Sarkasián a rencontré le secrétaire général de l'OTAN, Jens Stoltenberg, le haut représentant de l'Union européenne (UE) pour la politique étrangère, Josep Borrell, et le président du Conseil européen, Charles Michel.
L'objectif était de « traiter les questions liées à l'agression militaire déclenchée par l'Azerbaïdjan contre la République d'Artsakh et l'implication explicite de la Turquie, ainsi que les bombardements et les attaques sur des localités à la frontière de l'Arménie », a expliqué la présidence arménienne.
L'Arménie espère que l'OTAN et l'UE « feront tout leur possible pour arrêter l'agression militaire de l'Azerbaïdjan et de la Turquie, membre de l'Alliance atlantique, ce qui permettra de réactiver les accords de cessez-le-feu », a-t-il déclaré.

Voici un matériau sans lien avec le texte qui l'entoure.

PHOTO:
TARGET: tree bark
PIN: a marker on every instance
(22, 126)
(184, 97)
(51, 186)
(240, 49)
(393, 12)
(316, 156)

Les ministres des affaires étrangères semblent être plus sur la route qu'en guerre. Vendredi, ils rencontreront le secrétaire d'État américain Mike Pompeo pour discuter, comme en Russie, d'une solution possible pour mettre fin aux affrontements armés.
« Le ministre azerbaïdjanais des Affaires étrangères Jeihun Bayrámov doit rencontrer le secrétaire d'État américain Mike Pompeo et les coprésidents du groupe de Minsk de l'OSCE à Washington le 23 octobre », a déclaré le service de presse du ministère azerbaïdjanais des Affaires étrangères dans un communiqué.
La porte-parole étrangère de l'Azerbaïdjan, Leila Abdullaheva, a déclaré que Bayramov ne prévoit pas de rencontrer son homologue arménien au cours de cette visite aux États-Unis.
La Russie et les États-Unis font partie, avec la France, de la coprésidence du Groupe de Minsk de l'Organisation pour la sécurité et la coopération en Europe (OSCE). Cet organisme a été créé en 1992 pour freiner le conflit caucasien et trouver une solution pour les deux parties.
Depuis le début du conflit, ils ont déjà rencontré le Mnatsakanián à Moscou et le Bayrámov à Genève, mais il n'a pas encore été possible de consolider un cessez-le-feu dans la zone de conflit.
Bakou prétend avoir déjà repris le contrôle de Hadrut et Fizuli, ainsi que de Zanguilan, mais l'Arménie nie que l'armée azerbaïdjanaise avance autant que le prétend le président azéri Ilham Aliyev, qui a annoncé hier la récupération de 25 sites qui étaient occupés par les troupes arméniennes au sud du Haut-Karabakh.
« Pas une seule ville peuplée n'a de poste de contrôle azerbaïdjanais », a déclaré mercredi le porte-parole du ministère arménien de la défense, Arsrun Ovannisián.
La guerre a causé la mort de 63 civils du côté azerbaïdjanais, selon le bureau du procureur général, qui ne fait pas état de victimes dans les rangs de l'armée.
Selon les autorités du Karabakh, 772 soldats de l'armée locale ont perdu la vie depuis le 27 septembre.